Specialist sites revealed that the same plane was used two weeks ago to fly the Argentine national team with Messi on board to San Juan, Argentina for a World Cup qualifying match.
Rescuers and aviation authorities said the survivors were three players, two crew members and a journalist. Authorities named the three players who survived as defenders Helio Neto and Alan Ruschel and goalkeeper Jakson Follmann.
The team’s lead goalkeeper Marcos Danilo Padilha, 31, died on the way to hospital. His last-minute save in the semifinal had ensured the team made it through to the Copa Sudamericana final.

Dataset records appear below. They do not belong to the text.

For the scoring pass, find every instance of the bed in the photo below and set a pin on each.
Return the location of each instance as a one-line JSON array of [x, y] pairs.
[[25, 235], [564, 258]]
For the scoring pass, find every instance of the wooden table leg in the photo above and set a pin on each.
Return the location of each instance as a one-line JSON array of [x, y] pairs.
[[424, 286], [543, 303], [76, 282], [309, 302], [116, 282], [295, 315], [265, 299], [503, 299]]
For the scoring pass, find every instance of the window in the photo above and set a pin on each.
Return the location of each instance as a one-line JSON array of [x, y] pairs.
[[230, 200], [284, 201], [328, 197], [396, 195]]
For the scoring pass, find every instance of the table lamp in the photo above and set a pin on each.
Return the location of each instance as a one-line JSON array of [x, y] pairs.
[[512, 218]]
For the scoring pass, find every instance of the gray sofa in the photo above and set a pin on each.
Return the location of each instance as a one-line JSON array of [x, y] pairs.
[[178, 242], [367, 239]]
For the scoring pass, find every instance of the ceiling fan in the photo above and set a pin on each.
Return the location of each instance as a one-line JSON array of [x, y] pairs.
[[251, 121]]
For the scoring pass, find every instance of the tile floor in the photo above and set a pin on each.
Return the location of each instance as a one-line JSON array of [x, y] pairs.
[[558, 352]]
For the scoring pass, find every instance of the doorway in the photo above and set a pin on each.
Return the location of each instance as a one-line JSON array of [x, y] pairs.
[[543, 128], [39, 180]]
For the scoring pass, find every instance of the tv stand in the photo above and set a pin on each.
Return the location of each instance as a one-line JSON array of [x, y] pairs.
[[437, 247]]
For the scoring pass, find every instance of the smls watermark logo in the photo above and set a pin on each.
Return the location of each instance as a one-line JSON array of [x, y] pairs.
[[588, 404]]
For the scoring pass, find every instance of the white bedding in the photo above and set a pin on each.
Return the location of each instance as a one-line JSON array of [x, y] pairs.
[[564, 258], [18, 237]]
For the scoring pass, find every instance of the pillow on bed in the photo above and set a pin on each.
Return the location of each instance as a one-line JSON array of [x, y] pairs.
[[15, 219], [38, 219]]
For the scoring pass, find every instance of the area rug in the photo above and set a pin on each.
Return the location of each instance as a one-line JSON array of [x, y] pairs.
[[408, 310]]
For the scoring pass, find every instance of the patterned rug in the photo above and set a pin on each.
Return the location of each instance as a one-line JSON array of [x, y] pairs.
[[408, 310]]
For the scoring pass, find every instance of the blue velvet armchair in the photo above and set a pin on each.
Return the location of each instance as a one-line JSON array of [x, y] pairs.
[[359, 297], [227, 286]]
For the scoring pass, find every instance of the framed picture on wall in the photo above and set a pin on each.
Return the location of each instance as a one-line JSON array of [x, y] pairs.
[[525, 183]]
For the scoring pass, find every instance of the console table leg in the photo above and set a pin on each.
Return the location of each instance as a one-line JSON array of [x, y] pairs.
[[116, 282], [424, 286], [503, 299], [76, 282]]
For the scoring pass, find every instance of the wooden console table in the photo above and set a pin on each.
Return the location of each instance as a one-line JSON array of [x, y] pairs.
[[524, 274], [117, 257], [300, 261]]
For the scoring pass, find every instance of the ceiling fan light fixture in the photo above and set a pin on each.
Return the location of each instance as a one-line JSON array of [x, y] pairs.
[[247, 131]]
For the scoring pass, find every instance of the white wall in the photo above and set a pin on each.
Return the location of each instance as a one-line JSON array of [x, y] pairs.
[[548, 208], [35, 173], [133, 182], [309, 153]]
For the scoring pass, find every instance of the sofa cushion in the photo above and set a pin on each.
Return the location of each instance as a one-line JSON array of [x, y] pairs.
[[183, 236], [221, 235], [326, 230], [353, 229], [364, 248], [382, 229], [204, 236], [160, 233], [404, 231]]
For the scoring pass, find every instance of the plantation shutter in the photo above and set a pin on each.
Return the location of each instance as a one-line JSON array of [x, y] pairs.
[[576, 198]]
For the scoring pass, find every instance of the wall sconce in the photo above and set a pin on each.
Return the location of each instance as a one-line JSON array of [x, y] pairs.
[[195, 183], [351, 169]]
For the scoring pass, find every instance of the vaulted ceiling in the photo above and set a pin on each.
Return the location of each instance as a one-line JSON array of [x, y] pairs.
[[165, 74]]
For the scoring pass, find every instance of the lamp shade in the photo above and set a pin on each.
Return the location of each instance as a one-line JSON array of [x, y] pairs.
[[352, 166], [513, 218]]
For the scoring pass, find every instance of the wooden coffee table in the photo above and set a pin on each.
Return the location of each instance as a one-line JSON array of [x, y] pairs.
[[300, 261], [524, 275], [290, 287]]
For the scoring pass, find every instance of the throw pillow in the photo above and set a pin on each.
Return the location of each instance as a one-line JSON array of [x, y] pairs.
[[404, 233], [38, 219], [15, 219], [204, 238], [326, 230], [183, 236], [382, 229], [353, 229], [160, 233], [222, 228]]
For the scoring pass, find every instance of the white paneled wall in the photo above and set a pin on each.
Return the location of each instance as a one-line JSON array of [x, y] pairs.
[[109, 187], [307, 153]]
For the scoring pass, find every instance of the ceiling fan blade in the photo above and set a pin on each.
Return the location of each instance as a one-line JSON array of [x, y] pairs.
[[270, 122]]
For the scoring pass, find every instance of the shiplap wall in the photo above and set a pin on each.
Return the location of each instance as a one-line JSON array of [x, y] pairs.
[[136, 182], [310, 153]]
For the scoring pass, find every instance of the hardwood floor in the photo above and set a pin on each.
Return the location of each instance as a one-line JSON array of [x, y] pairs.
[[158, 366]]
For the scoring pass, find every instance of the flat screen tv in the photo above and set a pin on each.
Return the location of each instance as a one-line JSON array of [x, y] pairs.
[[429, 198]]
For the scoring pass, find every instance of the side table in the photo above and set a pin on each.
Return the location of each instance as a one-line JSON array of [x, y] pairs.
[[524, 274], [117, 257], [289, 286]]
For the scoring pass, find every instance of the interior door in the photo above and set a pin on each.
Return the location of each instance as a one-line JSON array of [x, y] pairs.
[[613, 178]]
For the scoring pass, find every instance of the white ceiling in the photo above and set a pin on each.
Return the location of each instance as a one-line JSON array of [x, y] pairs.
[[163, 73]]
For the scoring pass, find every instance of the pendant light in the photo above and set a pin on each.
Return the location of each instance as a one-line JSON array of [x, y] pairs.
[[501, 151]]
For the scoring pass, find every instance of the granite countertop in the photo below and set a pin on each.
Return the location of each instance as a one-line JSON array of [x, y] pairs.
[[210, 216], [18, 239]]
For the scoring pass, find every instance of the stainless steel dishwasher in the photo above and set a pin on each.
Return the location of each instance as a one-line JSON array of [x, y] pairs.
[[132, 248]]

The cup final first leg had been scheduled for Wednesday against Atletico Nacional of Colombia. In an emotional gesture, Nacional called in a statement for the title to be handed to their Brazilian opponents ‘as a posthumous homage to the victims of the fatal accident that has put our sport in mourning’.
Nowhere was the pain felt more than in the club’s home of Chapeco, a city of less than 200,000 people in Brazil’s southern state of Santa Catarina. Thousands of people gathered at the team’s Conda Arena clad in their green and white colors. Businesses and schools were closed while a monument honouring the first city settlers was wrapped in a black cloth.
Rival Brazilian clubs also showed their solidarity. Coritiba, Corinthians, Palmeiras, Portuguesa, Santos and Sao Paulo issued a joint statement in which they offered to loan players for free in 2017. They also called for Chapecoense to be exempt from relegation to Serie B for the next three seasons.